Kimberly Hively was a part-time adjunct professor at a community college for several years but was denied six full-time positions over a five-year period. When her part-time contract was finally not renewed, she sued, alleging that the decisions were motivated purely by the fact that she is a lesbian. The trial court granted Ivy Tech’s motion to dismiss, finding that Title VII did not protect claims of sexual orientation discrimination.

In late July, a 7th Circuit panel (Judges Bauer, Ripple, and Rovner) upheld the dismissal, explaining that it was bound by 7th Circuit precedent holding that sexual orientation was not protected. Although sympathetic to Ms. Hively’s plight, without U.S. Supreme Court or Congressional action, the panel wrote that it was compelled to find that sexual orientation was not recognized as a protected status under Title VII. 830 F.3d 698 (2016). 
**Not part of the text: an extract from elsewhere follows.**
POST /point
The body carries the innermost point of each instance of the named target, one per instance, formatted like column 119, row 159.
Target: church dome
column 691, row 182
On October 11, 2016, however, the 7th Circuit withdrew the opinion and granted Ms. Hively’s motion for rehearing en banc before the entire court (2016 WL 6768628, Oct. 11, 2016). Oral arguments took place on November 30. In an 8-3 decision authored by Chief Judge Diane Wood on April 4, 2017, the court reversed the trial court decision dismissing Ms. Hively’s complaint. In essence, the majority found that discrimination on the basis of sexual orientation is “a subset of actions taken on the basis of sex.” The court agreed with Hively’s arguments that Ivy Tech would not have treated her adversely if she were a man in a relationship with a woman (comparative discrimination, including concepts of gender non-conformity) and that prohibited sex discrimination also includes discrimination on the basis of her right to associate intimately with a person of the same sex (associational discrimination). 
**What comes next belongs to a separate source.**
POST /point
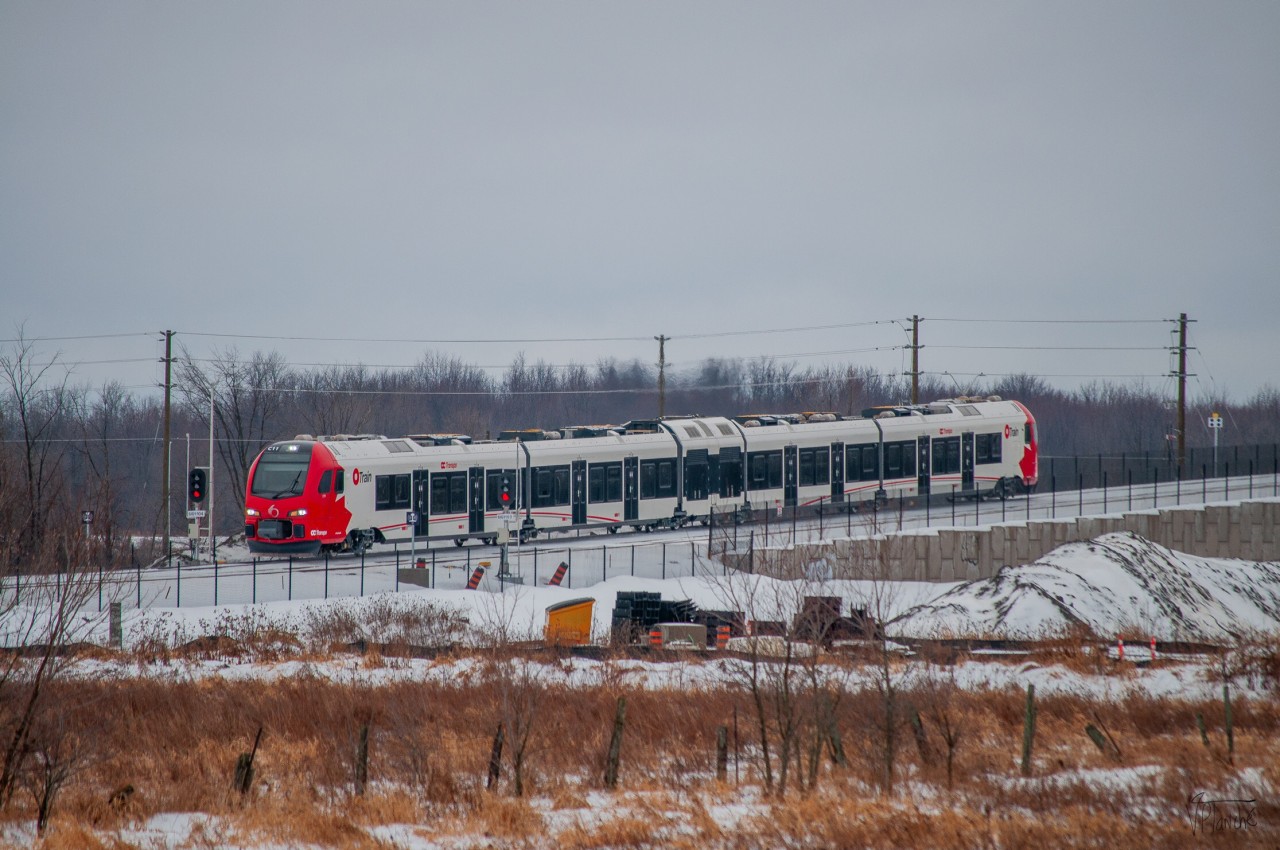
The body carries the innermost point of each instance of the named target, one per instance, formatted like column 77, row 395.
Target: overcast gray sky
column 618, row 170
Judge Sykes’ dissent was critical of the majority and concurring opinions’ apparent stray from statutory construction principles, chiding the majority for circumventing the legislative process in favor of what Judge Sykes viewed as a judicially created amendment to Title VII. Focusing more on originalism principles, the dissent felt bound to analyze Title VII’s definition of “sex” at the time of its enactment, not in contemporary terms. Therefore, Judge Sykes found that classifying individuals on the basis of sexual orientation is different from classifying individuals by sex because sexual orientation discrimination does not draw the male/female distinctions required by Title VII, especially where homosexual versus heterosexual distinctions were not contemplated by the drafters at the time of Title VII’s enactment.
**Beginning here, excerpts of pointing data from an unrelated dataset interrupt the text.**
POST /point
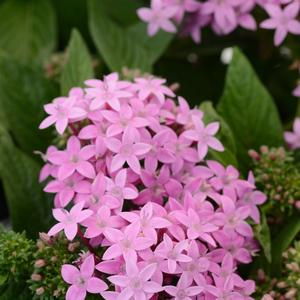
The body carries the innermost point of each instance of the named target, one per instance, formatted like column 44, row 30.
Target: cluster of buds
column 15, row 257
column 278, row 176
column 134, row 186
column 287, row 287
column 51, row 253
Unless and until the Supreme Court takes up the challenge of resolving the conflict, whether sexual orientation is a protected status under Title VII depends on the jurisdiction where your company conducts business. Regardless of the status of the law, many employers already have policies in place that prohibit discrimination on the basis of sexual orientation, and there would be no reason to alter those policies now. But the Hively decision is a game-changer in the Title VII arena, and how the decision will impact other courts remains to be seen.